Le scénario consensuel sur la croissance mondiale était très positif à la fin 2017. Les résultats des enquêtes étaient au plus haut, tous les pays observaient une solide croissance ou devaient bénéficier d’une accélération de l’activité, les taux d’intérêt restaient historiquement bas et les marges des entreprises étaient proches de leurs plus hauts dans plusieurs pays, dont les Etats-Unis. Six mois après, ce scénario économique s’annonce nettement moins crédible.

Pour les pays émergents, une dégradation des conditions économiques sème le doute sur leur capacité à relayer les économies avancées comme moteur de l’activité économique mondiale. Pèse sur eux des éléments économiques, et politiques propres. Au plan économique, nous noterons par exemple : la hausse des taux américains, l’appréciation du dollar, une demande de matières premières et un dynamisme des échanges internationaux moindres qu’anticipé. Au plan politique, quelques pays émergents sont en grande difficulté comme le Venezuela ; la situation devient plus tendue en Iran, la situation en Turquie inquiète, le devenir du Mexique après les élections interroge, etc..

L’activité semble ralentir en Chine au deuxième trimestre, après un début d’année encore au-dessus des attentes.

En Europe, la croissance patine mais devrait rebondir au cours du second semestre sous l’impulsion de l’investissement, d’un baril de pétrole qui devrait désormais se stabiliser, d’un euro durablement plus faible, et de la dissipation d’éléments non récurrents (grève, climat), ce qui conforte la BCE dans son calendrier de retrait.

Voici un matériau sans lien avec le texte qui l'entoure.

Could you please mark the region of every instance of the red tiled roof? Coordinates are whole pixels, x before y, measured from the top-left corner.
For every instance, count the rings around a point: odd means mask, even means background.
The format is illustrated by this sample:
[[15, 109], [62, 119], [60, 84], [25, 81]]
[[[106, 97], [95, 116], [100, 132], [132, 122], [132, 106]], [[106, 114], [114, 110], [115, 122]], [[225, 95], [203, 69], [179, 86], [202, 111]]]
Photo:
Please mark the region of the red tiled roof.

Cette montée des incertitudes est alimentée par l’administration Trump dont l’action commence à paraître clairement négative aura donc pesé sur les marchés financiers au 2° trimestre ramenant les performances à 0. Pourtant, les résultats des entreprises et les perspectives de croissance restent globalement positifs et les marchés, surtout en Europe, ne semblent pas excessivement valorisés. Ainsi, s’il est à craindre que l’action américaine reste fauteur de trouble jusqu’aux élections de mi-mandat début Novembre, certains anticipent un rebond des marchés dès le calme revenu.